The pursuit of excellence is a tired phrase in America, applied to everything from funeral directors to luxury cars.

But how else to describe the exhausted Americans sprinting forward in those final seconds of that incredible U.S. victory in theWorld Cup on Wednesday?

They were spent after sprinting mile after mile for 92 minutes on that South African field, needing a goal to win or be sent home.
 

They were reeling, lungs bursting, time running out and still a pack of them ran forward. Not one or two, but four and more behind, sprinting desperately on dead legs.

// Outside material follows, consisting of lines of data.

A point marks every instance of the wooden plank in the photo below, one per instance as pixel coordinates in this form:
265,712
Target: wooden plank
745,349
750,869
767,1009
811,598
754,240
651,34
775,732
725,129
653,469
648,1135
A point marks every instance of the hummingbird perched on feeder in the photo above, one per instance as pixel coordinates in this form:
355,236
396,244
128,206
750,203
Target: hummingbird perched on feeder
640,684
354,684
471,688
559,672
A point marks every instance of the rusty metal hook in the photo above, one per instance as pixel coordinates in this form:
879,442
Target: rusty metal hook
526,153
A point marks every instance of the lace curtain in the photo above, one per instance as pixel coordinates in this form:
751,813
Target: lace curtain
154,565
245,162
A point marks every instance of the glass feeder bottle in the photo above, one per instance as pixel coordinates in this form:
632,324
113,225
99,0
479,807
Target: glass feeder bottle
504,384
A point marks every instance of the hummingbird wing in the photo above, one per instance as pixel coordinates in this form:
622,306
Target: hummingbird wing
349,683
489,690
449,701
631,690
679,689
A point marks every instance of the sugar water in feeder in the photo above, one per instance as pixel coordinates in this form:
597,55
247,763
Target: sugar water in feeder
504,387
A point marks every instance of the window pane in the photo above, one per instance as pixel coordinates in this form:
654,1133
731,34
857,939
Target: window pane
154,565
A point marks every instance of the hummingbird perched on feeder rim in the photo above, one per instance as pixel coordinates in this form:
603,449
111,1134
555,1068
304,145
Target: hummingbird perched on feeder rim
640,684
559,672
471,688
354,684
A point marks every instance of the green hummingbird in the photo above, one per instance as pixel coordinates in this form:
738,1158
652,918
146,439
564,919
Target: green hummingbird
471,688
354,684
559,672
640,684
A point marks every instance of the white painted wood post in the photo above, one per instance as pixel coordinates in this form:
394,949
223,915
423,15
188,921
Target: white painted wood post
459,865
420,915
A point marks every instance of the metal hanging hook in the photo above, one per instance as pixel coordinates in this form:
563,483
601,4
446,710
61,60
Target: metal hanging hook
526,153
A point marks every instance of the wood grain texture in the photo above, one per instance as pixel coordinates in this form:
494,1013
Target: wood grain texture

They were in pursuit of excellence.

And they caught it.

By defeating the Algerians 1-0 on a goal by American star Landon Donovan, the U.S. soccer team gave its fans one of the most dramatic wins in history. When ESPN caught up with Donovan, he was weeping, hands covering his face.

He was asked about amazingly bad calls that cost the U.S. two goals in the past two games.

"You know what? Like I said last week, we embody what Americans are about," Donovan said. "We can moan about it or we can get on with it, and we kept going. We believe, man. We're alive."

When he talked about Americans never giving up, I knew it was true. And I bit my lip so the guys in my office watching the game wouldn't see my reaction.

Joining me in my workspace, watching TV, was Tony the Albanian Guy, my new soccer friend, and Tribune cartoonist Scott Stantis, just coming to the game.